# Help developing P3200 film



## pasteofanchovie (Sep 15, 2008)

I was shooting a concert Friday night and I was using Kodak T-Max P3200 film on ISO 1600 with -2 exposure compensation. I will be using D-76 developer and I was wondering what a good time and temperature would be to develop this at. Thanks in advance!


----------



## Helen B (Sep 15, 2008)

If you had the meter set to 1600, with 2 stops of underexposure, then that would be an effective rating of EI 6400.

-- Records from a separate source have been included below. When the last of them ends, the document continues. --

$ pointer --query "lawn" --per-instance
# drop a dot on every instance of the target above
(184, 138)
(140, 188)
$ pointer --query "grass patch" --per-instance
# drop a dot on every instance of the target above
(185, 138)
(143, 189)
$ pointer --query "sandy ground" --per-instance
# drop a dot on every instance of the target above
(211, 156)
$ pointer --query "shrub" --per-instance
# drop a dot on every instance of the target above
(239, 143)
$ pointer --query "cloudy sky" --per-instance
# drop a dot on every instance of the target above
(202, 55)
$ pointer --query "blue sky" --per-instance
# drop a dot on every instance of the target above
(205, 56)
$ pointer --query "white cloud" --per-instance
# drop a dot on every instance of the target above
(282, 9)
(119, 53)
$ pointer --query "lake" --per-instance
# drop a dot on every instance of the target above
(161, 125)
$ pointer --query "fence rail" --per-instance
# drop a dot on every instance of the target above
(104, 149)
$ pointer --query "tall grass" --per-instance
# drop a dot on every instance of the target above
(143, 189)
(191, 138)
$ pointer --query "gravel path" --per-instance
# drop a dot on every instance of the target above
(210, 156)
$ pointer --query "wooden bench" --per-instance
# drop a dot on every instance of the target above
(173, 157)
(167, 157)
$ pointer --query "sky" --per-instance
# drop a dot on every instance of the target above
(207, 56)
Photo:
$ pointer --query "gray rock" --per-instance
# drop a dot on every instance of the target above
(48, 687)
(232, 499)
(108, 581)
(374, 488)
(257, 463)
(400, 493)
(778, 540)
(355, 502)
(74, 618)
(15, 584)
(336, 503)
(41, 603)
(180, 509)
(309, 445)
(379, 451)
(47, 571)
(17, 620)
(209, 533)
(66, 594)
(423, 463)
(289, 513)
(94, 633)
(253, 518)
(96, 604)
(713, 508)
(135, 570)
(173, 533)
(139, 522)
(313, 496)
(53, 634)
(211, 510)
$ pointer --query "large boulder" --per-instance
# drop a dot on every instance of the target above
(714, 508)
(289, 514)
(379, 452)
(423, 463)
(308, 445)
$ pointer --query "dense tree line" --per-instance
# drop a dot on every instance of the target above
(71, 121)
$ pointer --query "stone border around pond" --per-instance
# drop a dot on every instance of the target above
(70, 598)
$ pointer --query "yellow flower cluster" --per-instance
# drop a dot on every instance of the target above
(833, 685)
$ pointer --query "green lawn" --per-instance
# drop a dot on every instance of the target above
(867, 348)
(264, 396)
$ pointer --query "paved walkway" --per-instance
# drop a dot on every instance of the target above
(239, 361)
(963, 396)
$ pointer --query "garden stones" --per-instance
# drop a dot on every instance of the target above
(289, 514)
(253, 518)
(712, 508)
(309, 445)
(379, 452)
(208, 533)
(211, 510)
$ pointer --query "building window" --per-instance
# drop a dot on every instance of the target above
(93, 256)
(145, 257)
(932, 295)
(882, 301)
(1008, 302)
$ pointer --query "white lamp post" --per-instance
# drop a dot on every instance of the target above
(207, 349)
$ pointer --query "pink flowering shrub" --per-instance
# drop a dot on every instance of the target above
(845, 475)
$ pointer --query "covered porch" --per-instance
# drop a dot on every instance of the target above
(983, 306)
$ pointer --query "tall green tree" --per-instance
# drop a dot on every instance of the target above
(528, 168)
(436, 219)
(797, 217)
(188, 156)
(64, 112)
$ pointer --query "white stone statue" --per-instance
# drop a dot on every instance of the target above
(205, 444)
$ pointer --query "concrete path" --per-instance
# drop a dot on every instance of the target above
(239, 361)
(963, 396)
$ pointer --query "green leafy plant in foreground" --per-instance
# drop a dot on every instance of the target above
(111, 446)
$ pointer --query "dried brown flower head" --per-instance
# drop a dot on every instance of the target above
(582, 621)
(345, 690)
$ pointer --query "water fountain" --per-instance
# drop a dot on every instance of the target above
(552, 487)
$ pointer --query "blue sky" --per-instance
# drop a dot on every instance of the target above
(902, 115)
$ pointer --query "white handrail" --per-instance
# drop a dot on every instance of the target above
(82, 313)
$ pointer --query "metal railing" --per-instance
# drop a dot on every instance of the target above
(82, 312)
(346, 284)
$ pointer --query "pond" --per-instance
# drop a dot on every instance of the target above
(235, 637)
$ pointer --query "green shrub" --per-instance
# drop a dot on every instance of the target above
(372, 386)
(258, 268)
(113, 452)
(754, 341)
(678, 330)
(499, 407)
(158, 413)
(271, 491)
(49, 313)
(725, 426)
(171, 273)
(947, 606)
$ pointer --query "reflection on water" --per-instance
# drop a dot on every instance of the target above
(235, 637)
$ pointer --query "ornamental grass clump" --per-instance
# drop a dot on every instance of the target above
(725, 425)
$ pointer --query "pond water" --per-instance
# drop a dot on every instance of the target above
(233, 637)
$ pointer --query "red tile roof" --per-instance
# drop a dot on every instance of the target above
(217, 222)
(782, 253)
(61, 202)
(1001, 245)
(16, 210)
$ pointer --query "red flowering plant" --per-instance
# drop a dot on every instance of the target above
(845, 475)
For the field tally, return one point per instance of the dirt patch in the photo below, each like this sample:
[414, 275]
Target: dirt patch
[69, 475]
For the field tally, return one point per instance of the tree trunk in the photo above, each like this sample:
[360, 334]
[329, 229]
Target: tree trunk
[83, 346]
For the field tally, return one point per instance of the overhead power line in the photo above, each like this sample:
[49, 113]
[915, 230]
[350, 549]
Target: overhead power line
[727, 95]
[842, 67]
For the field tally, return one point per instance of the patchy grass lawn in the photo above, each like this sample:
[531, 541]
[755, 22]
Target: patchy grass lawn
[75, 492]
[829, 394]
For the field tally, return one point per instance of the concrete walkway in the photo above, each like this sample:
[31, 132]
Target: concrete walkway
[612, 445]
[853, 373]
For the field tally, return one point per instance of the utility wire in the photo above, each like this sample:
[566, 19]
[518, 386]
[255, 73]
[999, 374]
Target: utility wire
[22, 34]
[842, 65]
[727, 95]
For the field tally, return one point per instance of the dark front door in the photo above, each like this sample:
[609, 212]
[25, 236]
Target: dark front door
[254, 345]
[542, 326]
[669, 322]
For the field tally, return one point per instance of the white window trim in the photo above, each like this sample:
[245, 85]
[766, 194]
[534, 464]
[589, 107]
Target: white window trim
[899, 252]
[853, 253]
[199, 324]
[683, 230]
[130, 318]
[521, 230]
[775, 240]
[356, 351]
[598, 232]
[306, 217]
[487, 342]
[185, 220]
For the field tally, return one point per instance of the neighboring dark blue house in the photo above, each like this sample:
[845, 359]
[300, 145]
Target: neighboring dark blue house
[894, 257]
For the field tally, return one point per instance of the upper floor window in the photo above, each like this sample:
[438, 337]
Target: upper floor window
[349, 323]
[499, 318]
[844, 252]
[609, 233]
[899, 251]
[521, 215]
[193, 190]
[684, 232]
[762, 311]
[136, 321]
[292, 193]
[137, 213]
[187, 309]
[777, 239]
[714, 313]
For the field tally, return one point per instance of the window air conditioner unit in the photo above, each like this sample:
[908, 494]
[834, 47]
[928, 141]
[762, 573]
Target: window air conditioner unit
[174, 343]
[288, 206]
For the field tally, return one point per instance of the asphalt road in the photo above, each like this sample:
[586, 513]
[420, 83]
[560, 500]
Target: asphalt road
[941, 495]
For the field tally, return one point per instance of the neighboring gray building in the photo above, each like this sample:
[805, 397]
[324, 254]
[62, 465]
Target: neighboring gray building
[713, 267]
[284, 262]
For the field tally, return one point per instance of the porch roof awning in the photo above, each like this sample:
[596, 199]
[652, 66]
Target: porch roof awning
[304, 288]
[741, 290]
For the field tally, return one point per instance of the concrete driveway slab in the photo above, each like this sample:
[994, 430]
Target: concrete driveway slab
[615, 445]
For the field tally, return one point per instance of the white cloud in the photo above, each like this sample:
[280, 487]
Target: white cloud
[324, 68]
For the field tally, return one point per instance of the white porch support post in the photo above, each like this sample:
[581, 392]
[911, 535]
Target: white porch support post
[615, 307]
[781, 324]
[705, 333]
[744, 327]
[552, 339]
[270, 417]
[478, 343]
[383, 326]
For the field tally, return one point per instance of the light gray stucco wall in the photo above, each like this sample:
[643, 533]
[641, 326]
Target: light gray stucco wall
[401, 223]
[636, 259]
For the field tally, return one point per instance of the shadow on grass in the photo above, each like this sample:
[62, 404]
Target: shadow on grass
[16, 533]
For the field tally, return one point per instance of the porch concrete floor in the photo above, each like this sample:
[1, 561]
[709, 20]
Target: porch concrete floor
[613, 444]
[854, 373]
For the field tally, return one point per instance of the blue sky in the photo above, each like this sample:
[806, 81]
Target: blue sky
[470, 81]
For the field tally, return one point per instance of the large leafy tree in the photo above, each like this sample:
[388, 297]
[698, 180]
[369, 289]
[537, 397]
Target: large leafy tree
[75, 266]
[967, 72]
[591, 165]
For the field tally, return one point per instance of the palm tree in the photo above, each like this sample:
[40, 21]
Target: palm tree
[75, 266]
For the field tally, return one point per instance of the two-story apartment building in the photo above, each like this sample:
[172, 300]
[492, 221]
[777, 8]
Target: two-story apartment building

I like P3200 with neat D-76 (it's good and gritty) but usually expose at EI 3200. As Kodak say in their literature, P3200 is an ISO 1000 film, or thereabouts - hence the 'P' in the designation, and the use of 'EI' rather than 'ISO' for the box speed of 3200.

I'd stick with neat D-76, and try the times suggested in the T-Max datasheet on the P3200 page such as 11½ minutes at 24 °C (75 °F). Kodak do very extensive and careful testing of film/developer combinations, and their recommendations are usually good starting points. You could also look at the Massive Dev Chart (http://www.digitaltruth.com/devchart.html). That isn't as reliable as Kodak data, but it can be a good starting point.

Good luck,
Helen


----------



## pasteofanchovie (Sep 15, 2008)

thanks for the help. The film is washing right now. I hope there is something usable!


----------



## randerson07 (Sep 19, 2008)

Well.....How did it turn out?


----------



## pasteofanchovie (Sep 27, 2008)

1.
	

	
	
		
		

		
			




2.




3.





The first two are shot at EI 6400. The band is brokenCYDE! at FUBAR in St. Louis. The last shot is of Building Rome at Cicero's for the play:STL Fest '08. It was shot at EI3200.


----------